[OpenAFS] Re: DB servers "quorum" and OpenAFS tools
Peter Grandi
pg@afs.list.sabi.co.UK
Thu, 23 Jan 2014 15:39:03 +0000
[ ... ]
>> At some point during this slow incremental plan there were 4
>> entries in both 'CellServDB's and the new one had not been
>> started up yet, and would not be for a couple days.
> Oh also, I'm not sure why you're adding the new machines to
> the CellServDB before the new server is up. You could bring up
> e.g. dbserver 4, and only after you're sure it's up and
> available, then add it to the client CellServDB. Then remove
> dbserver #3 from the client CellServDB, and then turn off
> dbserver #3.
As mentioned at greater length in a just sent message, to
minimize the number of DB daemons restarts/resets.
But even without that motivation, if I have a cell with 4 DB
servers, the fact that 1 is down should really have no or little
noticeable impact, or else the redundancy they provide is not
that worthwhile...
> You would need to keep the server-side CellServDB accurate on
> the dbservers in order for them to work,
Well, "accurate" perhaps is a bit too strong: there needs to be
enough listed to form a "quorum", and there should be at least
one that is common between the client 'CellServDB' and the
'server/CellServDB', and ideally all the 'server/CellServDB'
members should be also in the client 'CellServDB' (here I guess
everybody understands that 'CellServDB' means that file or
equivalent means in DNS etc.).
Because the crucial properties are:
* DB servers for the wrong cell name or without the key don't matter.
* DB servers outside the "quorum" for a cell name don't matter.

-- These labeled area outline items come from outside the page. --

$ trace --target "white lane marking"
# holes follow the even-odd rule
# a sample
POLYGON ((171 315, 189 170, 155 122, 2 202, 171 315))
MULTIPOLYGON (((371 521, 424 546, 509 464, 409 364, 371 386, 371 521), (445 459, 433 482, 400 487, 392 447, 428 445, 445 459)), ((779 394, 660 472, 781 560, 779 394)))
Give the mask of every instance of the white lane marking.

* All "quorum" members know each other and which of them is
the sync site.
and therefore I hope this happens:
* Each DB server knows which cell it belongs to and its key(s).
* Each DB server knows whether it is part of the "quorum", and
the list of "quorum" members.
* Each DB server that is part of the "quorum" knows which one
is the sync site.
Then whenever a DB server contacts or is contacted by another DB
servers it should:
* Check that the cell name is the same.
* Verify the cell is the same using the shared key.
* Ask the other server for a list of quorum members.
* Check whether the other server is in its "quorum" list:
- If missing, add to "quorum" list and trigger an election.
- If present, check the 'sync site' is the same:
o If not same, trigger an election.
> CellServDB files can be missing dbservers.
What clients (cache or tools) should probably do:
* Contact all 'CellServDB' servers quickly.
* For each or first DB server that replies check whether it
has the same cell name.
* If is the same cell name, try to use a token to get the
list of "quorum" member:
- If that failes, the DB server does not have the right key,
so skip it.
- If that succeeds:
o Choose a "quorum" member at random for a query.
o Choose the sync-site for an update.
> This won't work if a client needs the sync-site, and the
> sync-site is missing from the CellServDB, but in all other
> situations, that should work fine.
Then current client libraries could be improved, because any
quorum member could be asked for the address of the sync-site.